Publication year - 1987
Publication title -
biopolymers
Language(s) - English
Resource type - Journals
SCImago Journal Rank - 0.556
H-Index - 125
eISSN - 1097-0282
pISSN - 0006-3525
DOI - 10.1002/bip.360260511
Subject(s) - copolymer , chemistry , monomer , polymer chemistry , valine , polymerization , triethylamine , molar mass distribution , sequence (biology) , reactivity (psychology) , polymer , amino acid , organic chemistry , biochemistry , medicine , alternative medicine , pathology
Statistical copolymers were prepared from N‐carboxyanhydrides of L ‐valine and γ‐benzyl‐ L ‐glutamate in dioxan with triethylamine as an initiator. The copolymerization conversion was determined by ir spectroscopy, the copolymer composition by amino acid analysis, and the molecular weights by light scattering. The monomer reactivity ratios were found to be r Val = 0.14 and r Glu(OBzl) = 6.4. High‐molecular‐weight copolymers are formed even at low conversions. The content of β‐structure in the copolymers was estimated from the ir spectra in copolymerization mixtures.
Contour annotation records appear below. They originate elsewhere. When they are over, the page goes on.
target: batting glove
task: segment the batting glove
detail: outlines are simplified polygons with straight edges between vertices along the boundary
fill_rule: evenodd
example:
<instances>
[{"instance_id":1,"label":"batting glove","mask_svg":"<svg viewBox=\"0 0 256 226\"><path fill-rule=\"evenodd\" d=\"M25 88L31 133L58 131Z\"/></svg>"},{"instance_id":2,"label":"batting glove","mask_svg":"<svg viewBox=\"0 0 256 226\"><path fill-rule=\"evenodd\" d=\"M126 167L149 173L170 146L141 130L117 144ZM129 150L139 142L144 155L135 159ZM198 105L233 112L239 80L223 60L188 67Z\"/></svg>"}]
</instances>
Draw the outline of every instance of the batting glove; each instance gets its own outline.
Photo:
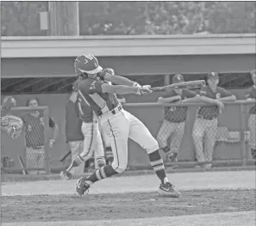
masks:
<instances>
[{"instance_id":1,"label":"batting glove","mask_svg":"<svg viewBox=\"0 0 256 226\"><path fill-rule=\"evenodd\" d=\"M153 91L150 89L151 89L150 85L141 86L141 87L137 89L136 95L140 95L151 94Z\"/></svg>"},{"instance_id":2,"label":"batting glove","mask_svg":"<svg viewBox=\"0 0 256 226\"><path fill-rule=\"evenodd\" d=\"M50 139L50 141L49 141L49 148L53 148L54 144L55 144L55 140Z\"/></svg>"},{"instance_id":3,"label":"batting glove","mask_svg":"<svg viewBox=\"0 0 256 226\"><path fill-rule=\"evenodd\" d=\"M134 88L140 88L141 86L138 82L134 82L133 87Z\"/></svg>"}]
</instances>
The sequence‐length distribution of L ‐valine and γ‐benzyl‐ L ‐glutamate copolymers was calculated and its dependence on copolymerization conversion is discussed. Relations between the sequence‐length distribution and the content of β‐structure were studied. It was found that the content of β‐structure in samples with the same composition is different for low‐ and high‐conversion copolymers. The formation of β‐structure in copolymers in the copolymerization mixture requires a certain minimal sequence length, which has been found to be about 6 valine units.